Entertainment Books

Tuesday 22 May 2018

A polysemous meditation on life, love and loss

Fiction: The Melody, Jim Crace, Picador, hardback, 288 pages, €23.79

Return: Jim Crace won the Dublin International Literary Award in 2015 for Harvest
Return: Jim Crace won the Dublin International Literary Award in 2015 for Harvest
The Melody by Jim Crace

Jim Crace announced four years ago, when his last novel Harvest was published, that he was to retire from writing. But, heigh-ho: here he is with a new one, The Melody, and it traces the fortunes of a character in not that dissimilar a position. Like Crace, Alfred Busi - aka Mister Al - is a much-feted artist, in this case a romantic singer at the end of a long career. A widower, and locally famous, when we meet him he's preparing to make a speech at a ceremony that will see him presented with a "Worthiness Award" and his bust unveiled in the town's Avenue of Fame.

Where are we? A middle-sized European seaside town, it seems, some time in the middle or second half of the 20th century. The town has no name, though we learn that it "had been described by Victor Hugo as 'the city with four lungs'." That's a sort of joke. If Hugo wrote that of anywhere, it hasn't been translated that way: the only hit Google returns on the phrase is The Melody by Jim Crace. More fool me.

We're in Craceland, the territory invented by this self-declared "fabulist". There's even an Acknowledgements in which the hat is poker-facedly tipped to a fictional biography of the fictional Mister Al; an apocryphal work by Hugo; and an archive of the seaside town's fictional newspaper in the University of Texas at Austin, before it cuts off at "I also ought to thank the people of". The next page is blank, which is either a metafictional tease or a printing error. The ostensible author of these Acknowledgements is not Crace, then, but his narrator - and the narrator is part of the fun.

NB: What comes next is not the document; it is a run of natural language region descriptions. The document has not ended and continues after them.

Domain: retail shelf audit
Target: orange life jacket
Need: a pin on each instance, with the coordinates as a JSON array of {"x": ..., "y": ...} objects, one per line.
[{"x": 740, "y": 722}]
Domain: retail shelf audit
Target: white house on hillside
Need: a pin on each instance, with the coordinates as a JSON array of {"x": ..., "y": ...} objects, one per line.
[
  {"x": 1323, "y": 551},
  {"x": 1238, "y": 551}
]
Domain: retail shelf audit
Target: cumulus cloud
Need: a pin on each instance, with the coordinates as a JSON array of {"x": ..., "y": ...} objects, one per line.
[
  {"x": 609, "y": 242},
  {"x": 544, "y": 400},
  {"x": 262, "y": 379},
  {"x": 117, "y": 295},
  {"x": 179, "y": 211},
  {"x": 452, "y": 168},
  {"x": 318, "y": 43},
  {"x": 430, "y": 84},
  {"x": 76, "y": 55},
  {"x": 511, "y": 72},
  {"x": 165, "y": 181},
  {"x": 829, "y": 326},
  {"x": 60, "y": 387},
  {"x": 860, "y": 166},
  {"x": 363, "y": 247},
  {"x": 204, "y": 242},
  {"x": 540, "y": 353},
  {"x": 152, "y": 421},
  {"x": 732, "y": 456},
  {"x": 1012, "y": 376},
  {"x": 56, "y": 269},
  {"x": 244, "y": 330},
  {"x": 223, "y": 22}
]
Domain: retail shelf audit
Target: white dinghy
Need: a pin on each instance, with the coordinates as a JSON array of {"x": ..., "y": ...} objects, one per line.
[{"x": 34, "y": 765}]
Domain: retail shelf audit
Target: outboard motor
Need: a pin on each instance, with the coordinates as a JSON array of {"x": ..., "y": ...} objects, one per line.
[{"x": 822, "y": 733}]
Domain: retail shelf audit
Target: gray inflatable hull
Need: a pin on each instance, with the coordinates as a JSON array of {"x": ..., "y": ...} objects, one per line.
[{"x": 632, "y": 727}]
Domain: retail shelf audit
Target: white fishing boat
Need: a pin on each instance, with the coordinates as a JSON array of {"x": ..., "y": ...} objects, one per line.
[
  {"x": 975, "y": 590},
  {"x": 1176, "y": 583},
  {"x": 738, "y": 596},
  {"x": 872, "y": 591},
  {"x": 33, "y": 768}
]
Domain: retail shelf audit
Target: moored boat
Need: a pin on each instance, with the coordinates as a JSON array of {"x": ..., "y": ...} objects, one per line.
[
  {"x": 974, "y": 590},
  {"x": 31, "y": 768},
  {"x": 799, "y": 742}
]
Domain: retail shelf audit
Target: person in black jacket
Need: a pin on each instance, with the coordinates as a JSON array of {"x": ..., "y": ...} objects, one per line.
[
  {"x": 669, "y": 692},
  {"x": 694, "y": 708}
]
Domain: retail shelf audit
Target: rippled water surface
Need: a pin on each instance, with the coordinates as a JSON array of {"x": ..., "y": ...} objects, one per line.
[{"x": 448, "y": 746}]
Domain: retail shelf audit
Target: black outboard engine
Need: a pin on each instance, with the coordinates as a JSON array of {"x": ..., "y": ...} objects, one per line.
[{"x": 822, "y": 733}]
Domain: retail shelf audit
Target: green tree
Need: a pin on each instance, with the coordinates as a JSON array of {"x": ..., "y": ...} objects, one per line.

At first, he seems omniscient - someone who has access to the thoughts of our Mister Al, but can also hop lightly into those of his sister-in-law, of a hack journalist, even of a woman who briefly shares the doctor's waiting room with him. Yet he makes glancing allusion to his own experience, too: that he's a native of the town, that he's "seen the photographs", and so on. Once, he interjects: "I too have felt compulsions of this kind... but no, this is his and not my tale..." Only in the second half of the book does he come into the story: he turns out to be a friend and lodger of Mister Al, though beyond that we learn little more. There's the characteristic Cracean dance between a realist's exact particularity, and an encompassing vagueness or mystery; just as there is in the central mystery, never quite resolved, around which the story loosely circles.

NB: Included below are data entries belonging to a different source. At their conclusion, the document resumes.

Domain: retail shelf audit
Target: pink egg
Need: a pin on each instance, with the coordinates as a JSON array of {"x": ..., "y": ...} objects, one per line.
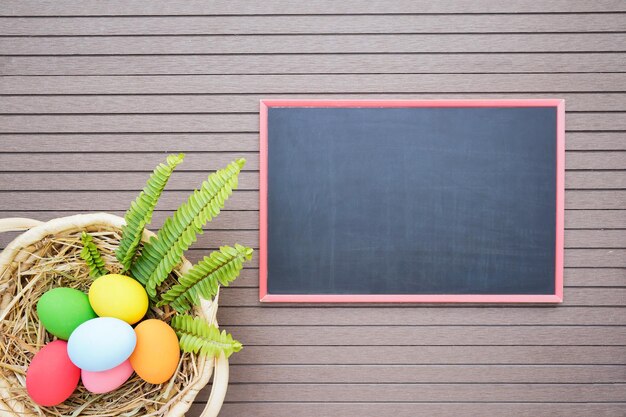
[
  {"x": 106, "y": 381},
  {"x": 52, "y": 377}
]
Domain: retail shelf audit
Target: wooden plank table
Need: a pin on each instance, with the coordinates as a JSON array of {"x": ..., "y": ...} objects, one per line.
[{"x": 94, "y": 94}]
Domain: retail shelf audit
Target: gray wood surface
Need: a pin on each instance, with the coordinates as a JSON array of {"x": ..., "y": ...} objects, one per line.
[{"x": 93, "y": 94}]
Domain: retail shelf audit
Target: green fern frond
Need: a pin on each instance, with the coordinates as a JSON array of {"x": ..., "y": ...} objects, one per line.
[
  {"x": 140, "y": 212},
  {"x": 195, "y": 335},
  {"x": 204, "y": 279},
  {"x": 91, "y": 255},
  {"x": 161, "y": 254}
]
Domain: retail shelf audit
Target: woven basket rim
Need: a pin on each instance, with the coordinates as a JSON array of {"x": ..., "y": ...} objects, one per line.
[{"x": 36, "y": 231}]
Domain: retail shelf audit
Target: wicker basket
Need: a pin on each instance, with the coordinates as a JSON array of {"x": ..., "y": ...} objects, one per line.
[{"x": 21, "y": 335}]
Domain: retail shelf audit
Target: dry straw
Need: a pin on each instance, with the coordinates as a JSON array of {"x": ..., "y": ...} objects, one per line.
[{"x": 48, "y": 256}]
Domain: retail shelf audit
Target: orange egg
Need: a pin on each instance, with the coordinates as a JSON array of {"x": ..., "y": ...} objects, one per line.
[{"x": 156, "y": 354}]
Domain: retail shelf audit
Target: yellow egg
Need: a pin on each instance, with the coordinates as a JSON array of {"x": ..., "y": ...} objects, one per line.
[
  {"x": 118, "y": 296},
  {"x": 156, "y": 354}
]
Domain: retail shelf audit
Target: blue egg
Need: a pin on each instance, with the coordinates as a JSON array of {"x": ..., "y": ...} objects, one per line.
[{"x": 101, "y": 344}]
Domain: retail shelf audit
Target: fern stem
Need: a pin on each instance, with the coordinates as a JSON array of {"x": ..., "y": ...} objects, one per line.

Early on, Mister Al is bitten by (he is certain) a naked, feral boy whom he disturbs rummaging in his bins, and whose chief identifying characteristic is a musty scent of potato peelings. Is the boy - who reappears but never quite to the reader's satisfaction - a figment of Mister Al's imagination, or one of the mythic "Neanderthals" who are said to inhabit the wooded "bosk" just outside town?

Crace, elliptical as ever, doesn't nail it down. When the town hack (the weakest part of the book - a man who approaches deadline in a state of arousal, his trousers undone and an evening's whoring ahead of him) gets hold of the story, there's the suggestion that his article will spark some sort of hysterical purge. Yet that purge is canalised - into a civic reorganisation, a taming of the city's green surrounds rather than the conflagration of which Mister Al at one point dreams.

Crace borrows the flavour of allegory, in other words, but then does something else. Just as important to the story is the relationship between Mister Al and his sister-in-law Katerin, with its wan erotic nostalgia ("Busi had noticed his cravings slowly changing tense"). Katerin is exactly but tenderly drawn - a woman who in late middle-age dresses to be looked at, but is lonely and in her way decent: "wanted to be counted elegant and kind, yet far too often was considered fine-boned, haughty and austere". Is The Melody about a community under the passage of time, civilisation versus the state of nature, the "gifts reserved for age", or the tender feeling of a man for his dead wife in the closing years of his life?

It's about all these things in general and none of them in particular. It is, as the title advertises, more like a melody - as polysemous as instrumental ­music - than the lyrics to a song. It's as touching as a well-made melody, too.